Five takeaways from Indiana’s loss to Illinois
Indiana dropped its second home game this season on Saturday in a 74-57 loss to Illinois.
The loss dropped the Hoosiers to 16-6 overall and 7-5 in Big Ten play. Here are five takeaways from the loss to the Fighting Illini:
Cockburn again gets the better of Jackson-Davis
For the fourth straight time, Indiana fell to Illinois. And for the fourth straight time, Kofi Cockburn got the better of his matchup against Trayce Jackson-Davis.
Cockburn and Jackson-Davis both came into the Big Ten as members of the 2019 recruiting class. Both have gone on to put up stellar numbers at their respective schools and earn numerous awards and accolades for their play.
It was no secret entering Saturday’s game that Jackson-Davis had struggled to finish against the size and physicality of Cockburn, who is 7-foot and 285 pounds.
Those struggles for Jackson-Davis continued in IU’s 74-57 loss as he managed just six points, six rebounds with no blocked shots in 23 minutes. Jackson-Davis was just 3-of-9 from the field and is now shooting just 34.6 percent over his career against Illinois.
Cockburn, meanwhile, finished with 17 points and eight rebounds in the comfortable win for Illinois. Over four career games against Indiana, he’s averaging 15.8 points, 9.5 rebounds and 2.8 blocked shots. He’s shooting 50 percent against Indiana.
Most importantly, he’s won all four matchups against the Hoosiers, including two wins in Bloomington.
Indiana’s offense disappears in the second half
For a half, Indiana looked capable of producing enough offense to keep pace with Illinois.

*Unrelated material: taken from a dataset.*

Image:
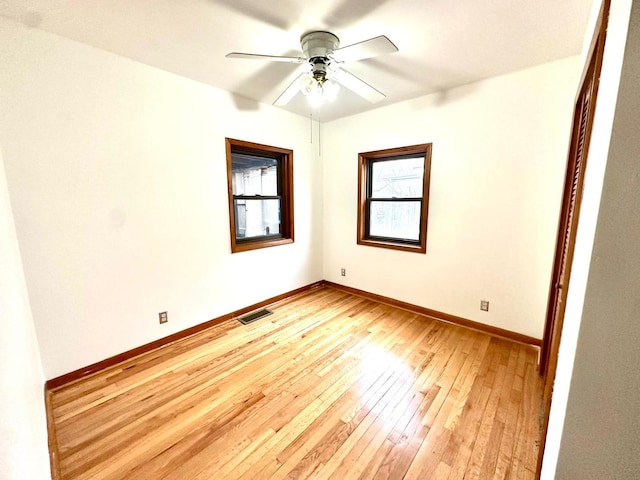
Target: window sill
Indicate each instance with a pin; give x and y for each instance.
(246, 246)
(394, 246)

The Hoosiers mustered up 36 points on 1.07 points per possession in the first half against the Fighting Illini and led by two at intermission.

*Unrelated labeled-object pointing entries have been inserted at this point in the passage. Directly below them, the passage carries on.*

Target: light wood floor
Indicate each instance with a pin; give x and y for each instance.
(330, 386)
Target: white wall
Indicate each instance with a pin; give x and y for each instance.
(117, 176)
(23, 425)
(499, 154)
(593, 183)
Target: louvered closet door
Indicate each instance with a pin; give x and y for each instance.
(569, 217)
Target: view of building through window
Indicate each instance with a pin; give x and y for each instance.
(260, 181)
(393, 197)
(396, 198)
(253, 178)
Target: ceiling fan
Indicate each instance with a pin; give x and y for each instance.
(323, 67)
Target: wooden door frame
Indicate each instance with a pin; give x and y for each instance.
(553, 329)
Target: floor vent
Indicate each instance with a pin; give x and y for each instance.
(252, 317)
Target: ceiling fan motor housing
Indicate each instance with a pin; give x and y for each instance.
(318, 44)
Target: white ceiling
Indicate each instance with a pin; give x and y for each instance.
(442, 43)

The second half, however, brought a myriad of problems.
Indiana shot a paltry 29.6 percent in the second half against Illinois. The Hoosiers made just 33.3 percent of their 2s after halftime. Despite grabbing six offensive rebounds in the second half, Indiana scored only two second-chance points. After committing just two turnovers in the first half, the Hoosiers committed eight in the second half.
All of this led to Indiana scoring only 21 points in the second half in 31 possessions.
It also led to Mike Woodson questioning postgame what his team was doing offensively as he stated the Hoosiers “never got into anything” in terms of sets or play calls.
What has become clear in Big Ten play is that Indiana is beginning each half with two players on the floor who aren’t engaged offensively with consistency.
Miller Kopp didn’t attempt a shot on Saturday in 16 minutes. And Parker Stewart scored eight points in the first half, but didn’t score in 11 second half minutes. Without consistent production from two of its starters, the pressure on Jackson-Davis, Xavier Johnson and Race Thompson to score is constant.
3-point shooting continues to fail IU in Big Ten play
Early in the season, it appeared Indiana was an improved 3-point shooting team.
Overall, Indiana is making 34.7 percent of its 3s this season, up from 32.4 percent a season ago.
But when you look at the conference-only numbers, Indiana is actually on track to be less productive from the perimeter than last season’s team.
Last season, Indiana shot 32.9 percent on 3s in Big Ten play and scored 26.2 percent of its points on 3s against conference opponents.
Through 12 Big Ten games this season, the Hoosiers are shooting a slightly lower percentage (32.7) and are scoring fewer of their points on 3s (25.7 percent).
On Saturday, Indiana was outscored by 21 points from the perimeter as Illinois made 10-of-23 from distance compared to just 3-of-13 for the Hoosiers.
Trent Frazier controls the game on both ends of the floor
As important as Cockburn’s 17 points and eight rebounds were to Illinois in Saturday’s win, the play of Trent Frazier set the tone on both ends of the floor.
Frazier, a fifth-year senior, scored a game-high 23 points. He made all five of his 2-point field goal attempts and three of his six 3-point attempts. Frazier made all four of his free throws and also dished out four assists in 36 minutes.
“How spectacular was he? He eats up pressure,” Brad Underwood said postgame of Frazier’s performance.
Defensively, his work on Xavier Johnson kept IU’s point guard in check for most of the afternoon.
Johnson did have five assists, but he was just 4-of-11 from the field and finished with 12 points.
Indiana’s home losses have put added pressure on remaining road games
Woodson has talked all season about the importance of Indiana defending its home court.
The Hoosiers started the season 12-0 at Assembly Hall, but have now dropped two of their last three games in Bloomington.
Those losses have now put Indiana in a position where it will have to win on the road to finish above .500 in conference play.
Five of Indiana’s remaining eight conference games are on the road. Three of them – Michigan State, Ohio State and Purdue – are against teams currently in the top five of the league standings.
Its next game – Tuesday at Northwestern – won’t be easy, either. The Wildcats have won their last two games and most of their home losses have been close.